Bomb-itty, I was also pleased to see, keeps its acknowledgment of graffiti down to a single example at the rear of the set, composed of jagged urban fragments. There is a DJ, who, despite a bit of by-play with the actors, seems superfluous. The breakdancing, though vigorous, is nothing like as vigorous as some other examples I've seen of this compilation of jerky arm and head movements, somersaults, whirls and kicks, but that's understandable considering that the cast is in constant motion. Four actors – Charles Anthony Burks and Chris Edwards as the two Dromios, Joe Hernandez-Kolski and "ranney" as the Antipholi – play all parts, of both sexes, including a Hasidic jeweller and a Rastafarian root doctor, and, when not shaking a leg, are diving into and out of dresses and wigs. As impressive as their stamina is the clarity with which they deliver their lines, written by Jordan Allen-Dutton, Jason Catalano, GQ, JAQ and Erik Weiner. The music is by the second Mr Q.

Set in present-day America, the story has been simplified and altered as well as updated. The four chaps, separated in infancy, are quadruplets, two pairs of identical twins, but one Dromio and Antipholus are white, the others black. (Their long-lost mother, reunited with them at the end, says, as she leads them off stage, that there is a perfectly reasonable explanation...) Luciana, the sister-in-law of Antipholus of Ephesus, whom Antipholus of Syracuse (New York) falls for, is a platinum blonde whose bleach has gone to her brain.

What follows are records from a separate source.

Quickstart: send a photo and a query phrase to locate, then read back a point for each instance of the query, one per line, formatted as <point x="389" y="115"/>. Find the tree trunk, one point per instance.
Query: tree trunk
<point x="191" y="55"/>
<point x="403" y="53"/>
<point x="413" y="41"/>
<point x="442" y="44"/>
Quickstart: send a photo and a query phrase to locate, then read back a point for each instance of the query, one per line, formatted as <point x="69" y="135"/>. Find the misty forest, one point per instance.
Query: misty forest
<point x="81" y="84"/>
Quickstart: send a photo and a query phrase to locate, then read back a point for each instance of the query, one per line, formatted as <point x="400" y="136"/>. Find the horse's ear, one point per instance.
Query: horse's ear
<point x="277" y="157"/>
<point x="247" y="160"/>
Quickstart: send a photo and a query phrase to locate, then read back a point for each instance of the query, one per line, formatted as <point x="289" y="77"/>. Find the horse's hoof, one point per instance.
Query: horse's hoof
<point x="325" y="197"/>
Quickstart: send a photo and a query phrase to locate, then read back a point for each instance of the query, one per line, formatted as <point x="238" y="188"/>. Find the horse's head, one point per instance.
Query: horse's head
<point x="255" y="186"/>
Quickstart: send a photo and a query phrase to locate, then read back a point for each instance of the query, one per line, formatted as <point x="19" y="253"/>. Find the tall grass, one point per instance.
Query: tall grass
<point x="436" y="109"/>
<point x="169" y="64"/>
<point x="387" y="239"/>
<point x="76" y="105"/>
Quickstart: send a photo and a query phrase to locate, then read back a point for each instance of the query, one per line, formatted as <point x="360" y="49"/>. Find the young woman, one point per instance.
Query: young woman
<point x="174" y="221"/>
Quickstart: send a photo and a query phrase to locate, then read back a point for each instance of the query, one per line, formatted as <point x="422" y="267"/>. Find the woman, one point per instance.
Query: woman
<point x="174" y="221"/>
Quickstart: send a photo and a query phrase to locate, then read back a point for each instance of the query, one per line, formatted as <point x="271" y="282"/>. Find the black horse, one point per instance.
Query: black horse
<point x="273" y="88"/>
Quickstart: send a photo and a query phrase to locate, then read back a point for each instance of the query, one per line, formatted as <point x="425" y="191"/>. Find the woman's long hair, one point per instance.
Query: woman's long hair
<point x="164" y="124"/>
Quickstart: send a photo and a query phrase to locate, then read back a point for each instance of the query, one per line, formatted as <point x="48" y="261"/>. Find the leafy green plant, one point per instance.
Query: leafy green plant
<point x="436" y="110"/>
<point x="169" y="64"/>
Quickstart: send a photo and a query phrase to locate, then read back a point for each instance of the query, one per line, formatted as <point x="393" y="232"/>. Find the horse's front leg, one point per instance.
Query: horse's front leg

Dreamily recalling the love song with which A of S serenaded her, in which each syllable of her name is punched out like a football chant, she says it went, "'Lu!...ci!...' something".

Anyone whose ear is pierced as if by a red-hot needle on hearing an imperfect rhyme may find Bomb-itty a constant torment, but, while normally in that camp, I found the incessant rain of near and wide misses quite appealing, in a dopily good-natured way, and easier to forgive in a show whose entire script was composed of them. On their early-morning arrival in Ephesus, the Syracusans answer their own question, "What's the most important meal?", with, "Breakfast is! Breakfast is!" A of E's wife, despairing of his waywardness, sings, "If I did this to him he would lose his temper", to which her sister replies, "That's because in this house he has the largest member."

Sometimes, the rhymes carry on for three or four lines or more, as when the jeweller, telling a joke, asks what part of the male body is "long, like a green bean is", and "strong, like a wolverine is". The answer, improbably, is "Adam's apple", a key to the smut level. There is an extended scatological joke, and several references to sexual practices, but nothing that would make any but the most buttoned-up adult feel uncomfortable about having brought a teenager. The only genuinely filthy phrase is in Italian.

Indeed, you may find Bomb-itty more successful as an intergenerational bridge than as adult entertainment. For, like an overexcited child, the show is too giddy to settle down to such matters as plot, pace and variety. Even a knockabout comedy such as this has room for disenchantment, yearning and confusion on a deeper level than, "What's got into you, sister?"

After about an hour (the interval starts later than it should), one's elation at the youthful high spirits and amateurish charm turns to impatience at the monotonous beat (though the volume is easily tolerable by tired old ears) and relentless impudence. A little bit of bomb-itty – whatever that is passed me by – goes a long way.